REO is short for Real Estate Owned. These are properties that have gone through foreclosure which the bank or mortage company presently owns. This is unlike real estate up for foreclosure auction. If you buy a property during a foreclosure sale, you must pay at least the loan balance plus any interest and other fees amassed during the foreclosure process. The buyer must also be willing to pay with cash in hand. To top everything off, you'll get the property entirely as is. That might comprise prevailing liens and even current residents that may require expulsion.
A REO, on the other hand, is a much neater and attractive option. The REO property did not find a buyer during foreclosure auction. Now the bank owns it. The lender will deal with the elimination of tax liens, evict occupants if needed and generally organize for the issuance of a title insurance policy to the buyer at closing. Note that REOs may be exempt from typical disclosure requirements. In California, for example, banks are not required to give a Transfer Disclosure Statement, a document that ordinarily requires sellers to reveal any defects they are knowledgeable of.

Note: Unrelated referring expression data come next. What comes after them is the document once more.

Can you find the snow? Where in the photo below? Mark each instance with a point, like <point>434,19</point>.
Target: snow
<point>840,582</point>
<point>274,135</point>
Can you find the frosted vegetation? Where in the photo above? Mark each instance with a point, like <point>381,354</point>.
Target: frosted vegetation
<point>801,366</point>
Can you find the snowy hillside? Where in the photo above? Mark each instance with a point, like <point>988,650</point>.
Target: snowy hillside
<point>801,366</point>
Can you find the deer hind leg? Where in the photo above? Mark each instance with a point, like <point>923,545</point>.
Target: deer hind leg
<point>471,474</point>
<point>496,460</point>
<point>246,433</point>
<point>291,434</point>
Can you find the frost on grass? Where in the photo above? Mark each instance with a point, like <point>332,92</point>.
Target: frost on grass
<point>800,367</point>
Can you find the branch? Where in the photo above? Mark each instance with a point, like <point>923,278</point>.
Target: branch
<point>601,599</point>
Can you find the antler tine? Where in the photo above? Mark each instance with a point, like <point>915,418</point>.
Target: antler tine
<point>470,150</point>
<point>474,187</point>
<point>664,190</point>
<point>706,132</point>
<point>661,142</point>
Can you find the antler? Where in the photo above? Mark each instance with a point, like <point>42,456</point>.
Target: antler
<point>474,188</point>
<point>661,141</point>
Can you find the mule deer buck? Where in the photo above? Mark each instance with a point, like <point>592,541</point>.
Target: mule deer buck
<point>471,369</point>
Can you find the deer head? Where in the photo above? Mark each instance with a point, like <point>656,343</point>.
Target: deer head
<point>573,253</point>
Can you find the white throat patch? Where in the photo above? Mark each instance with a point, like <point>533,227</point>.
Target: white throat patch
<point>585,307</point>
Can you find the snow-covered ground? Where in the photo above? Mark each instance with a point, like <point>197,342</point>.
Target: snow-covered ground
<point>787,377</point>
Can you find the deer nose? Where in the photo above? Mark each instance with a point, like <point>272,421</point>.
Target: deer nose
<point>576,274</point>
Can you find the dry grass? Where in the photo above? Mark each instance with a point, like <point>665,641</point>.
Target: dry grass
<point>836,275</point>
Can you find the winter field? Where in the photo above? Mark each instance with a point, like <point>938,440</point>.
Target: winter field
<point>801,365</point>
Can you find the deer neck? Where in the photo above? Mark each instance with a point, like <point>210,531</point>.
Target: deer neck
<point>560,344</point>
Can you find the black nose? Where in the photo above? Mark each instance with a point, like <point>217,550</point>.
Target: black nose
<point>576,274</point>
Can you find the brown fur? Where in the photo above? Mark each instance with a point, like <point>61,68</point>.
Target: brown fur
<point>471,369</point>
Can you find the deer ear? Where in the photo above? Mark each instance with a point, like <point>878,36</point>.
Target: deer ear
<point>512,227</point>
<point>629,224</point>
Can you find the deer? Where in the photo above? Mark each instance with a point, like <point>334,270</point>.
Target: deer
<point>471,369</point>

Is an REO in Clearwater a bargain?
It's frequently though that any REO must be a steal and an possibility for easy money. This just isn't true. You have to be cautious about buying a REO if your intent is to make money off of it. While it's true that the bank is typically anxious to sell it quickly, they are also strongly motivated to get as much as they can for it. When considering the value of a REO, you need to look closely at comparable sales in the neighborhood and be sure to take into account the time and cost of any repairs or remodeling needed to prepare the house for resale. There are bargains with potential to make money, and many people do very well buying foreclosures. However there are also many REO's that are not good buys and may lose money.
All set to make an offer?
Most mortgage companies have a REO department that you'll work with while buying a REO property from them. Usually the REO department will use a listing agent to get their REO properties listed on the local MLS. Before making your offer, you'll want to contact either the listing agent or REO department at the bank and discover as much as you can about what they know about the condition of the property and what their process is for taking offers. Since banks typically sell REO properties "as is", you may want to include an inspection contingency in your offer that gives you time to check for unseen damage and withdraw the offer if you find it.
As with making any offer on real estate, providing documentation of your ability to pay may make your offer more attractive, such as a pre-approval letter from a lender. Once you've submitted your offer, you can expect the bank to counter offer. From there it will be your choice whether to accept their counter, or offer a counter to the counter offer. Understand, you'll be dealing with a process that usually involves multiple people at the bank, and they don't work evenings or weekends. It's typical for the process of offers and counter offers to take days or even weeks.